“Intensive work-based learning programs led by school districts, community organizations, and labor and industry groups can provide valuable opportunities for youth to gain exposure and experience in skilled trades roles.”
– Challenges & Opportunities to Expanding Work-Based Learning in the Skilled Trades, Partnership to Advance Youth Apprenticeship / April 2021
We are incredibly proud to see the continued successes of our Harbor Freight Tools for Schools Prize for Teaching Excellence winners. The prize annually awards more than $1 million to 18 outstanding skilled trades teachers and programs in U.S. public high schools. As our network of winning teachers grows each year, we take great pride in their accomplishments and expanding impact. Just this year, 2019 winner Brent Trankler of Sikeston, MO, and 2020 winner Chad Sutton of Garrett, IN, received national and state recognition for their apprenticeship programs and the connections to meaningful work their programs have made for students.
As one of three Grand Prize winners in 2019, Brent Trankler has already proved that he leads his program in excellence. With $100,000 in grant funding from the local Workforce Development Board and their approval to create a Youth Registered Apprenticeship at Sikeston Career and Technical Center, he continues to lead his students toward employment standards and opportunities. Starting with his welding technology program, Trankler will formalize relationships with more employers and aim to provide a high-quality sustainable workforce to support the local community. The program will use an earn-while-you-learn model, introducing students to on-site work experience and the lucrative avenues available to them after graduating.
“I can’t think of a single better and more cost-effective use of the taxpayer dollar,” Trankler said.

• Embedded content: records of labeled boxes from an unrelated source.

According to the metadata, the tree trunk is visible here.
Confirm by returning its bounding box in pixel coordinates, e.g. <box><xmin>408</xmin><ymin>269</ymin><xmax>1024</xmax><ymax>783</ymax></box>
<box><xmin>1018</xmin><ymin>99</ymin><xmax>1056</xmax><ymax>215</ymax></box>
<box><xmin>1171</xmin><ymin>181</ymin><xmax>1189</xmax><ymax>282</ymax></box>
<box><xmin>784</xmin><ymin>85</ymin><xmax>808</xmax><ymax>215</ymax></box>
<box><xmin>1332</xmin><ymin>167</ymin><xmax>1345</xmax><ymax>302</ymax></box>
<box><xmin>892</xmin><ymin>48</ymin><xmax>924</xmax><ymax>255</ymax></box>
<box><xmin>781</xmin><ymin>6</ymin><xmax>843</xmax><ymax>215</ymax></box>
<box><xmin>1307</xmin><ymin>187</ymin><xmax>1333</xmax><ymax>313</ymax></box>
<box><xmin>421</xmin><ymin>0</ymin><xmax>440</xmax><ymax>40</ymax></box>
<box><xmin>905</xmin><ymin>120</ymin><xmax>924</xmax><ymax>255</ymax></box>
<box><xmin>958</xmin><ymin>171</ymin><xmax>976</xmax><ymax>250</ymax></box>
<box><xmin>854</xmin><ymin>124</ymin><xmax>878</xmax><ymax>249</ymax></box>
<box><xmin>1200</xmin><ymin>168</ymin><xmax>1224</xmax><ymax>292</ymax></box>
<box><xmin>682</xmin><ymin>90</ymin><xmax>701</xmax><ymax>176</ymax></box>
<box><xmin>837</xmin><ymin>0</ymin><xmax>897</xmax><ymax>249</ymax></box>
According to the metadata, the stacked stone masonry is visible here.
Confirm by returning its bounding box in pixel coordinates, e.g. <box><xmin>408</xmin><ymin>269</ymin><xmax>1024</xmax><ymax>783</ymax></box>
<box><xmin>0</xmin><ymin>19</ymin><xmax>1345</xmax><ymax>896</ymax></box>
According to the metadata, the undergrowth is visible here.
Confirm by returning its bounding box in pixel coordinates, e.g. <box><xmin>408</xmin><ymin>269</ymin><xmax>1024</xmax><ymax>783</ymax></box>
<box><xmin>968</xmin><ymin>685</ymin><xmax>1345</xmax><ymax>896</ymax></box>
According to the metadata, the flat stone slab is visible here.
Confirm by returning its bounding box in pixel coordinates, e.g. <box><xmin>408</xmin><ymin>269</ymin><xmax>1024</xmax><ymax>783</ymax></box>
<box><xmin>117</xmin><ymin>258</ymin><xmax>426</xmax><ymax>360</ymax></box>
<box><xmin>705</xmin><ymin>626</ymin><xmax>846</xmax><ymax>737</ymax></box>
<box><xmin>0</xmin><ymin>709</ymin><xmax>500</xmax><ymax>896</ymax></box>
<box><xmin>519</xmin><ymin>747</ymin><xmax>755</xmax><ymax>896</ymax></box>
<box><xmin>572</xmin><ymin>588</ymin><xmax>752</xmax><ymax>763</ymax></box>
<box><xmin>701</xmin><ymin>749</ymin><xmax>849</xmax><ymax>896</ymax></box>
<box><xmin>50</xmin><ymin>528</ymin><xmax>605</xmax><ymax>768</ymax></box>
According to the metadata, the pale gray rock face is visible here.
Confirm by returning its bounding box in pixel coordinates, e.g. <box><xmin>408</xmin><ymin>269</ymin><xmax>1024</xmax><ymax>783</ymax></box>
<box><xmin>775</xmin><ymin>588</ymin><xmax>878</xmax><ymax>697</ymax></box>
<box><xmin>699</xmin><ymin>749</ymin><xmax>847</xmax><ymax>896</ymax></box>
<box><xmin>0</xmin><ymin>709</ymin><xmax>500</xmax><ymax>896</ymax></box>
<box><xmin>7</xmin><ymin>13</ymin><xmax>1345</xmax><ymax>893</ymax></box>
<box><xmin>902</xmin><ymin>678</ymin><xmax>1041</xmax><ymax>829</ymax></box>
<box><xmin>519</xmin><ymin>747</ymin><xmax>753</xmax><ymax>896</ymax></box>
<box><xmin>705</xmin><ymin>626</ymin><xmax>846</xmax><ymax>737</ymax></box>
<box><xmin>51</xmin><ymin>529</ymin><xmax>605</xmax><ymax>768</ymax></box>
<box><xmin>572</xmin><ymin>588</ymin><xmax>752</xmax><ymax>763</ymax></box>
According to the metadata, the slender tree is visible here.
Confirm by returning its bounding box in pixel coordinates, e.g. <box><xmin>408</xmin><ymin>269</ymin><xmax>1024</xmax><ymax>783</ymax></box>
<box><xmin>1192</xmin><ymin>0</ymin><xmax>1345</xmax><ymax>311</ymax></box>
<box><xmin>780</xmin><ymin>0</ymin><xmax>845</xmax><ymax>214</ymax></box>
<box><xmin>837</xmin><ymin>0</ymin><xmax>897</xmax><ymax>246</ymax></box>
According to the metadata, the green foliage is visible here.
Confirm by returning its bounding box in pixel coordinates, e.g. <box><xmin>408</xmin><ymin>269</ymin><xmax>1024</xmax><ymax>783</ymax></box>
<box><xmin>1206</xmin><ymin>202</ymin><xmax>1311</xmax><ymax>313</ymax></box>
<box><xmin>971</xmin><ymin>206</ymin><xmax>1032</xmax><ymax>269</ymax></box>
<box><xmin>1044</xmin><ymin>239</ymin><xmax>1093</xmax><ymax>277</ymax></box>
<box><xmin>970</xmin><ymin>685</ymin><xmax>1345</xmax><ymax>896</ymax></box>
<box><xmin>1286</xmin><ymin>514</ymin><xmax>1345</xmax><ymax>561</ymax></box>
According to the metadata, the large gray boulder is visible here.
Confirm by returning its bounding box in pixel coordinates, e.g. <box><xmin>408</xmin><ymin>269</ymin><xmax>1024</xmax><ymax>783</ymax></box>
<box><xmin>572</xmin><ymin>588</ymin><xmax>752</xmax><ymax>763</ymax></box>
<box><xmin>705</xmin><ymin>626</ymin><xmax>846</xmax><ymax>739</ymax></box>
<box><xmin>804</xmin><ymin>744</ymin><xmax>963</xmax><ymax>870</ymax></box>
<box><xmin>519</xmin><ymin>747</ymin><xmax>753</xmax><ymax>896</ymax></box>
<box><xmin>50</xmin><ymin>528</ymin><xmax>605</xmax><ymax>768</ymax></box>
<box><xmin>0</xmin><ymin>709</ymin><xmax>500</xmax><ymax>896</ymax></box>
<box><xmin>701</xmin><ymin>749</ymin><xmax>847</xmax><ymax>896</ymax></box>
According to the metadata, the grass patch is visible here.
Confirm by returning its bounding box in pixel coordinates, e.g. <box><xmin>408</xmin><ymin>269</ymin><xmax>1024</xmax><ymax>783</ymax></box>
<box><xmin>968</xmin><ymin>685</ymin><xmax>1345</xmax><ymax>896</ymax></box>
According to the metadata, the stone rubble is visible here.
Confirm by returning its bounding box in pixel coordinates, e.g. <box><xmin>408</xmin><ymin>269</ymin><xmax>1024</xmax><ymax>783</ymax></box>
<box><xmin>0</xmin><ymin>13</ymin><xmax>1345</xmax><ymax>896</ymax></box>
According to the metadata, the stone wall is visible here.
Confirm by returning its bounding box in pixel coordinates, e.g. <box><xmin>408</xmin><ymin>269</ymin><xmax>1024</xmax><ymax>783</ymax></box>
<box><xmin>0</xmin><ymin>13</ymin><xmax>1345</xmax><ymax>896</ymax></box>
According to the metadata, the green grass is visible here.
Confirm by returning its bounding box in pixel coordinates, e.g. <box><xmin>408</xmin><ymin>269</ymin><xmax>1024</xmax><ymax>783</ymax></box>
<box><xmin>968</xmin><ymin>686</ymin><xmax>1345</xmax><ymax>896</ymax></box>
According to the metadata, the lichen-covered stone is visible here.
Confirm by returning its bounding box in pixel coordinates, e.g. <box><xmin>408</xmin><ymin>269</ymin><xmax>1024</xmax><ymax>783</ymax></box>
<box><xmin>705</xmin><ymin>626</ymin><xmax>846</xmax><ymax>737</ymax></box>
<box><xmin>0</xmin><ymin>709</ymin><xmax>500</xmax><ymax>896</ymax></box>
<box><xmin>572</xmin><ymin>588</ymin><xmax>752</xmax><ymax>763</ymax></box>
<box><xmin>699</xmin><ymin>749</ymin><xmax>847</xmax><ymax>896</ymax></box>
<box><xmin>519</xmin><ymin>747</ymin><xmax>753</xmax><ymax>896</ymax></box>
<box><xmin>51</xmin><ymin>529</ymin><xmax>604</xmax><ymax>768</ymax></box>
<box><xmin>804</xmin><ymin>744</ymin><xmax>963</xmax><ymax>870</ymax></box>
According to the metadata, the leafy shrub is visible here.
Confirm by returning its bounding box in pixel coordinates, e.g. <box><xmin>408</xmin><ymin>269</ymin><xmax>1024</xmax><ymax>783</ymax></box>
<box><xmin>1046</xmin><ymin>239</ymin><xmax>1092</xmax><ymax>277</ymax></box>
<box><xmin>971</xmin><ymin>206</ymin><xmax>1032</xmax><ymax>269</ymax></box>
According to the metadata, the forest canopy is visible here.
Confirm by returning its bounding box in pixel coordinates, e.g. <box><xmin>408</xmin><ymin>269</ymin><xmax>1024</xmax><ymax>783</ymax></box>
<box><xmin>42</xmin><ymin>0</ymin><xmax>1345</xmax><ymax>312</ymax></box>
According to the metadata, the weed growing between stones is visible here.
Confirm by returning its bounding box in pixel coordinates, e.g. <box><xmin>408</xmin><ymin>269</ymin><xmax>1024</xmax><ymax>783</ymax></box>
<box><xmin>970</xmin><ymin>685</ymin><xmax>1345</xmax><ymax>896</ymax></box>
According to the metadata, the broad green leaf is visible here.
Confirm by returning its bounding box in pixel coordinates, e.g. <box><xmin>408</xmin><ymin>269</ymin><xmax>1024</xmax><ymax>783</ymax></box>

Not far away in Indiana, 2020 Prize winner Chad Sutton recently received approval from the U.S. Department of Labor Office of Apprenticeship for his school’s Welding Apprenticeship. Sutton and his administration at Garrett High School collaborated with local workforce board NE Indiana Works, The Office of Work Based Learning and Apprenticeships, and multiple employers that will support the apprenticeship program. With 40 high school juniors and seniors set up to participate, the program will be the first of its kind in the state. Sutton’s students will complete 21 college credits and a college certificate in structural welding. Their work with employer partners will go toward the completion of welding competencies and on-the-job hours. Sutton is looking forward to the support this program will build for registered apprenticeships, to connecting students to employment opportunities, and creating retention strategies for local employers.
The next group of Harbor Freight Tools for Schools Prize for Teaching Excellence winners will be announced in late October 2021. We hope many of them will follow in Trankler and Sutton’s footsteps.